Não sabia muito bem como interpretar sua resposta.
— Como foi... sua infância? — perguntou de repente.
— Meus pais... não eram tão gentis quanto os seu — senti seu corpo tremer, uma risada talvez. — Eu só nunca consegui os agradar também. Temos isso em comum, eu acho.
— A lista apenas cresce.
— Ela já te tratava assim? — perguntei me referindo ao modo como sua mãe o tratava friamente. — Antes.
— Não, começou depois que fiz cinco anos. Tenho lembranças vagas dela me segurando no colo quando era muito pequeno. Depois de um tempo ela simplesmente parou. Então começou a me odiar.
Mordendo os lábios contenho a vontade de abraça-lo.
— E seu pai?
— A ele sempre me odiou — ouvi sua risada amarga. A senti em mim.
— Eu sinto muito.
— Talvez devesse convida-los para um chá. Os seus pais e os meus.
Estremeci imaginando a cena.
— Acha que sobreviveriamos a isso?
— Talvez, juntos.
Novamente as sensações vieram e contive a vontade de estremecer.
Juntos.
Passei longos minutos tentando afastar tudo aquilo. Suas palavras e meu pulsameneto que só acelerava.
Leon parou o cavalo e percebi tarde demais que havíamos chegado no castelo.
Ele desceu primeiro e ofereceu sua mão.
— Eu posso descer sozinha. Não quero te machucar.
Ele bufou e me segurou pela cintura me puxando para baixo.
Seu toque queimou na minha pele e pousei no chão tão perto dele. Tão perto o bastante para analisar seus lábios avermelhados. A linda linha que seu maxilar fazia.
— Vou achar quem a sequestrou — disse e assenti me afastando.
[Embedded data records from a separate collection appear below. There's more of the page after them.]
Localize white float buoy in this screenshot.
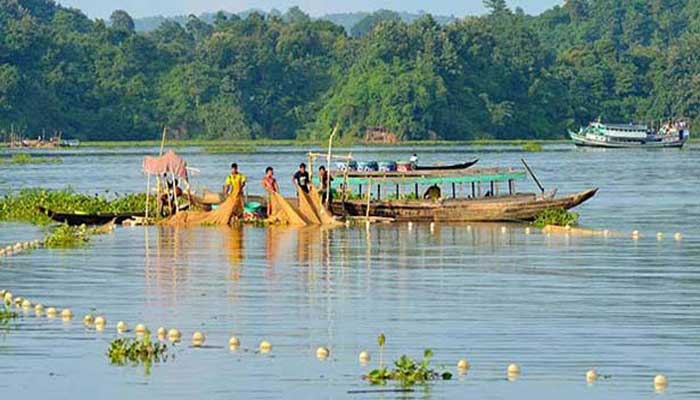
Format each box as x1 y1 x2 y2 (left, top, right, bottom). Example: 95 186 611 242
316 346 331 360
586 368 598 383
192 332 205 347
654 374 668 390
259 340 272 353
61 308 73 321
168 328 182 343
95 315 107 331
134 324 148 336
508 363 520 375
357 350 372 364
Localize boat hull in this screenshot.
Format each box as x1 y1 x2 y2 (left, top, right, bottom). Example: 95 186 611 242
569 132 688 149
332 189 598 222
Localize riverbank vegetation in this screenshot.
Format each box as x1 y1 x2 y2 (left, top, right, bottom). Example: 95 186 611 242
0 153 63 165
0 188 157 225
0 0 700 141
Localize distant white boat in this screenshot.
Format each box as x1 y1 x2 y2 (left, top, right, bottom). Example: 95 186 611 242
569 121 690 148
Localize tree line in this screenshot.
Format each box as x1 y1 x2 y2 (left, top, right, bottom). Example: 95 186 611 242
0 0 700 140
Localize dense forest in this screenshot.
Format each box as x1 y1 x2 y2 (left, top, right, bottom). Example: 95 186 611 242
0 0 700 140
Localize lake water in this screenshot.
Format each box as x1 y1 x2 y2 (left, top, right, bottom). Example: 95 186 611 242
0 145 700 399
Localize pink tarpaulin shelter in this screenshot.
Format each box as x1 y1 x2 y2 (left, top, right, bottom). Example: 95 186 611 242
142 150 187 179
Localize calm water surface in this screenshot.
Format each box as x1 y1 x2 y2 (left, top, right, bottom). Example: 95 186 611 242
0 145 700 399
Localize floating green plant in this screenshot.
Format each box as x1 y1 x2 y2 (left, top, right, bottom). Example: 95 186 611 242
107 331 168 367
0 153 63 165
364 346 452 387
523 141 542 153
0 188 157 225
533 207 578 228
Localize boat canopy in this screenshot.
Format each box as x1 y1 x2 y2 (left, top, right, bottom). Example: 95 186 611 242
322 168 526 188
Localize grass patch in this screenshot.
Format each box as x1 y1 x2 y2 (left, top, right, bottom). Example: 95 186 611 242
533 208 578 228
203 144 258 154
0 153 63 165
0 188 157 225
364 349 452 387
523 141 542 153
107 332 168 374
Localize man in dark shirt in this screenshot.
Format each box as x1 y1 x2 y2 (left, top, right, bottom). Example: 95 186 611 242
292 163 309 193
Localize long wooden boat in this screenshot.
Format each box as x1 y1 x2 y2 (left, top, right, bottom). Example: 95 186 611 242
331 168 598 222
414 158 479 171
38 207 145 225
332 189 598 222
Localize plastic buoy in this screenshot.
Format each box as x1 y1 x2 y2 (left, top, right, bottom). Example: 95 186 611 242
168 329 182 343
357 350 372 364
192 332 205 347
586 368 598 383
134 324 146 336
95 315 107 331
61 308 73 321
316 346 331 360
654 374 668 390
259 340 272 353
508 363 520 375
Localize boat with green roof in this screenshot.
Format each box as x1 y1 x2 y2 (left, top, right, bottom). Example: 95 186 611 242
330 168 598 222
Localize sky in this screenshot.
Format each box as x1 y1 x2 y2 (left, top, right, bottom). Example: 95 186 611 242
56 0 563 19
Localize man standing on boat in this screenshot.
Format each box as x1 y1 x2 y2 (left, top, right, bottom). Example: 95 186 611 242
292 163 309 193
318 165 333 205
224 163 247 197
262 167 280 216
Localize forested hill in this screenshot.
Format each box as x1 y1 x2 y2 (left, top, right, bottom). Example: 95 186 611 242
0 0 700 140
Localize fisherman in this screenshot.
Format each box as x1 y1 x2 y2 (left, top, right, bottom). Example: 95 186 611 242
292 163 309 193
262 167 280 216
423 184 442 200
224 163 247 196
318 165 333 204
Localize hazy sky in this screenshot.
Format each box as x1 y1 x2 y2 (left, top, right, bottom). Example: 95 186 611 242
56 0 563 18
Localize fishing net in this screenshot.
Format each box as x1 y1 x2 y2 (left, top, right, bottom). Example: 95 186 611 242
162 194 243 226
267 192 311 226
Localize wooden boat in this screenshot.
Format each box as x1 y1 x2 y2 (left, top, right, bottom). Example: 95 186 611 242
331 168 598 222
332 189 598 222
414 158 479 171
39 207 145 225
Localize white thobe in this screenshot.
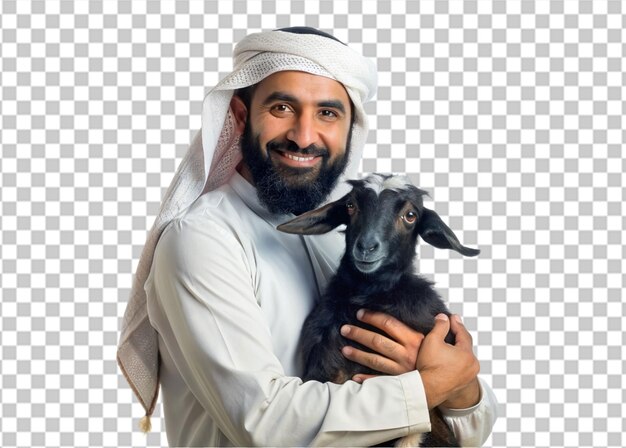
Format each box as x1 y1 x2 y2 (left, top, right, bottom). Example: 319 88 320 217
145 174 496 446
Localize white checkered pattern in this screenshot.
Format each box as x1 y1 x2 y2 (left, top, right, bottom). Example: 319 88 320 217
0 0 626 447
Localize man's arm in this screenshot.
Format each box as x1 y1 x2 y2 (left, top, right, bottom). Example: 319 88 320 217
342 311 497 446
149 222 430 446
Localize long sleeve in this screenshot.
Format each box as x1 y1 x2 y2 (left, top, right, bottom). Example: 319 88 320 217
440 378 498 447
146 215 430 446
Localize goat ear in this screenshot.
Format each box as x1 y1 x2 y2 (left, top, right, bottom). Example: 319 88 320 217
277 196 349 235
418 208 480 257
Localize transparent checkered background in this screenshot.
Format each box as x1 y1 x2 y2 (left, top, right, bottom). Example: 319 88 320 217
0 0 626 447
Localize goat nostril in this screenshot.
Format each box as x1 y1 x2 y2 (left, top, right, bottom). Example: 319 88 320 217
356 241 380 254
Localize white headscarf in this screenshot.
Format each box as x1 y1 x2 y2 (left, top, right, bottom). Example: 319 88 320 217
117 27 376 431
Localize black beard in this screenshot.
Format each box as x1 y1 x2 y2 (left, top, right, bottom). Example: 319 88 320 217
241 120 352 215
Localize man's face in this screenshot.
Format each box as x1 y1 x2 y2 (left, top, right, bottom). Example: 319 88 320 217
241 71 352 214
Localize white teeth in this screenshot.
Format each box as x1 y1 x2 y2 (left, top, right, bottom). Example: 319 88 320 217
283 152 315 162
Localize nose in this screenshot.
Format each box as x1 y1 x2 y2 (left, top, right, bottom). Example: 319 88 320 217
356 235 380 260
287 114 317 148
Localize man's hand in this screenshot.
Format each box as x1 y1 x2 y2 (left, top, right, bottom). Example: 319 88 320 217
416 314 480 409
341 310 424 382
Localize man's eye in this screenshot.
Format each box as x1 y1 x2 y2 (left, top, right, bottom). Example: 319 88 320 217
320 109 339 118
272 104 291 114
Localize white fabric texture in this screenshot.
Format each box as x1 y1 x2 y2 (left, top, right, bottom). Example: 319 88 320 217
146 173 495 446
117 31 376 422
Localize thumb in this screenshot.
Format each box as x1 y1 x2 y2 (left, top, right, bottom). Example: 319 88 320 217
429 313 450 340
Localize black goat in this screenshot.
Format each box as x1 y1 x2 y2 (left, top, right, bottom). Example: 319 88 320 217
278 174 480 446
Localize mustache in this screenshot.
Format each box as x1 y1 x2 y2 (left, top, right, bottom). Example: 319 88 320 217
266 140 329 157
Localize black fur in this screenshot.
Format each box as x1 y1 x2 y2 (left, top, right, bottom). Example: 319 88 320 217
278 175 478 446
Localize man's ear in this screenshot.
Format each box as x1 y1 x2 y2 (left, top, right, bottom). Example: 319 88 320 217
230 95 248 134
277 196 350 235
418 208 480 257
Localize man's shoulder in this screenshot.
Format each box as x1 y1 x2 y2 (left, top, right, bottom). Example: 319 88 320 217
159 186 243 250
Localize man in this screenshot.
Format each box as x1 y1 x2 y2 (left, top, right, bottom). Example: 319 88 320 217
118 28 495 446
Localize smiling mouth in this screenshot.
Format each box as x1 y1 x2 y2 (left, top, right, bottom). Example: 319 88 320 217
276 150 322 168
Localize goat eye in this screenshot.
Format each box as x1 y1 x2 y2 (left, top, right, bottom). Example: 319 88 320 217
402 210 417 224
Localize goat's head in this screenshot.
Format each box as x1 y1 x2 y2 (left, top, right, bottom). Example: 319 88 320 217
278 174 480 274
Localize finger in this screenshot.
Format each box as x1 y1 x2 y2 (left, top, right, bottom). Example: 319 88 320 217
341 345 405 375
450 314 473 350
356 309 421 345
352 373 380 383
341 325 404 358
426 313 450 341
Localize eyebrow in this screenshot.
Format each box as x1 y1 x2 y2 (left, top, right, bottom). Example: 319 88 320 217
262 92 346 114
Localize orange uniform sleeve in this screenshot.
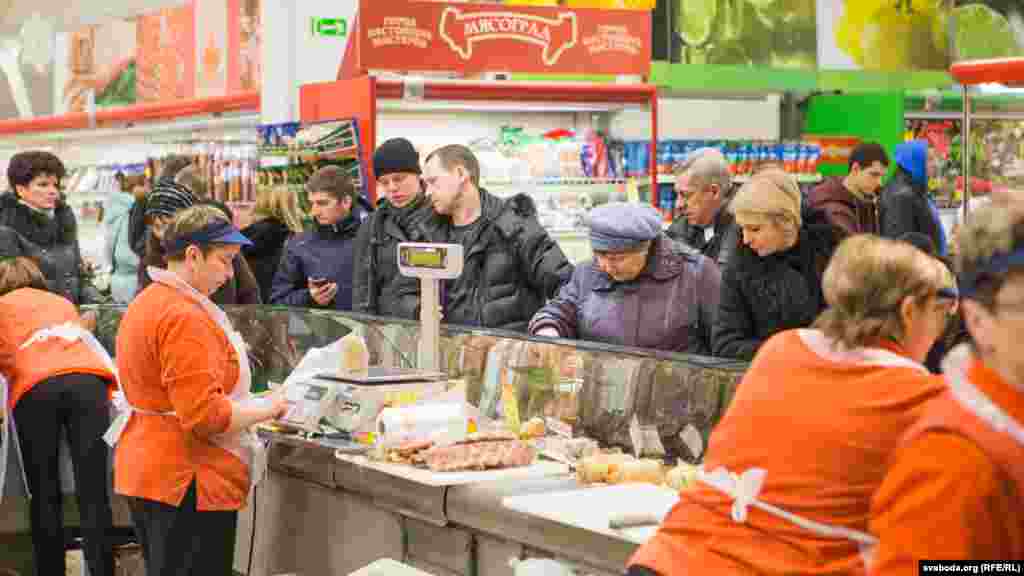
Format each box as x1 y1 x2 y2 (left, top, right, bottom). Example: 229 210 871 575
870 433 1014 576
158 305 231 438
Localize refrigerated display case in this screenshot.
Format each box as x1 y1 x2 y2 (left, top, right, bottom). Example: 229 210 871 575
70 306 746 576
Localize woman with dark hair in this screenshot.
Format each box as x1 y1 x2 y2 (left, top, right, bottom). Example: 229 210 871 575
0 151 100 304
712 169 844 360
0 251 115 576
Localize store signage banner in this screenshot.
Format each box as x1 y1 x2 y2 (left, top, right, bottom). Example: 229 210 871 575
357 0 651 76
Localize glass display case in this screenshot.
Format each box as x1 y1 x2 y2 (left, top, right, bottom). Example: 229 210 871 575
86 306 746 462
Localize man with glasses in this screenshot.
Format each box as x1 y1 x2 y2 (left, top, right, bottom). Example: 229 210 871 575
667 148 738 268
352 138 437 320
808 142 889 235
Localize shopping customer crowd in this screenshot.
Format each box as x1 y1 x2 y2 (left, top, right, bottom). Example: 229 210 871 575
0 134 1024 576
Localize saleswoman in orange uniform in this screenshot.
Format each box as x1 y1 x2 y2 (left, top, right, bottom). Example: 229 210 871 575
108 205 286 576
0 245 114 576
629 235 955 576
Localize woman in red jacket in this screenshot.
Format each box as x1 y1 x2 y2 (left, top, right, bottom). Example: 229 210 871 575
0 254 115 576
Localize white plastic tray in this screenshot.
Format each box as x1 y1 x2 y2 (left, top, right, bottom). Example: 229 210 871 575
334 452 569 486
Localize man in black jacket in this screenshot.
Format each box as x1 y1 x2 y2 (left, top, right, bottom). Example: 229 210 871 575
424 145 572 331
0 151 101 304
352 138 438 320
879 139 948 256
667 148 739 269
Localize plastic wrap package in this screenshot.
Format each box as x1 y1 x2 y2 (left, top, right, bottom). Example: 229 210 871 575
478 340 575 422
580 358 742 463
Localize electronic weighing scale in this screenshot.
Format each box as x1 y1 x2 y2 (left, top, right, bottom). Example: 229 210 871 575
398 242 464 372
280 243 463 434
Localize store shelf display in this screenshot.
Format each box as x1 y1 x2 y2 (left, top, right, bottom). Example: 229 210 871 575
146 140 258 206
904 118 1024 208
257 119 366 206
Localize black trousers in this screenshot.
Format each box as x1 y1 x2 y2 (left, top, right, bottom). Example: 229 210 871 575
14 374 114 576
129 480 239 576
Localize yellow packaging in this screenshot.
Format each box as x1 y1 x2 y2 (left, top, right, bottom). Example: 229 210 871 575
502 368 520 434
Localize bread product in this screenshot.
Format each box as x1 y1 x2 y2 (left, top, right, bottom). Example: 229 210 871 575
519 417 548 439
608 459 665 485
577 454 634 484
340 332 370 376
665 462 699 490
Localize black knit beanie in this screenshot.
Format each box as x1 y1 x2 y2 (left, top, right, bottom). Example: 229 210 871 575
374 138 420 178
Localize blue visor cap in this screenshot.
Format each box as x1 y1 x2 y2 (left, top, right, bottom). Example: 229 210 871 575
957 241 1024 298
164 220 253 254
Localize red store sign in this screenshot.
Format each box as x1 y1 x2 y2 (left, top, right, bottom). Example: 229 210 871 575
356 0 651 76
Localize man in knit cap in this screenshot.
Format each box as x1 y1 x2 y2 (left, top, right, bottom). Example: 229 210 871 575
529 202 721 354
352 138 437 319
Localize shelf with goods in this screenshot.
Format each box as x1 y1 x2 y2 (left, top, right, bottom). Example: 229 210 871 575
904 94 1024 218
626 139 822 222
257 120 367 215
300 76 657 259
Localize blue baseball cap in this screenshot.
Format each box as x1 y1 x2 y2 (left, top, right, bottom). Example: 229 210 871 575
164 219 253 254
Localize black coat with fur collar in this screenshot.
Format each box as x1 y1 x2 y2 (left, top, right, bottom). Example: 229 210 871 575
0 192 98 304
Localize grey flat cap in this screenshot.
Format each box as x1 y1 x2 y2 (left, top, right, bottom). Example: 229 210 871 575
588 202 662 252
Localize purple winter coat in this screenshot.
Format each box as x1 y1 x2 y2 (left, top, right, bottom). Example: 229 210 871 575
529 234 722 355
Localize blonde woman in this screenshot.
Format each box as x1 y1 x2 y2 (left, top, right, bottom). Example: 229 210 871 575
712 169 843 360
242 186 302 302
629 235 950 576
— Obrigada — não tive coragem em olhar para seu rosto. — Por ter ido me salvar.
— Eu que agradeço por ter voltado. Poderia ter ido com eles já que só queriam te levar daqui. Mas não foi. E sou extremamente grato por isso — ele pegou minha mão e depositou um beijo breve.
Seus olhos azuis estavam brilhando e puxei minha mão.
— Somos amigos afinal, alteza. E eu prometi te ajudar. Não vou voltar com minha palavra.
Essa parecia ser a resposta que ele queria ouvir já que seu sorriso cresceu. E meu coração novamente bateu rápido.
Eu estava perdida.
Estava gostando de Leon, príncipe herdeiro de Mountsin.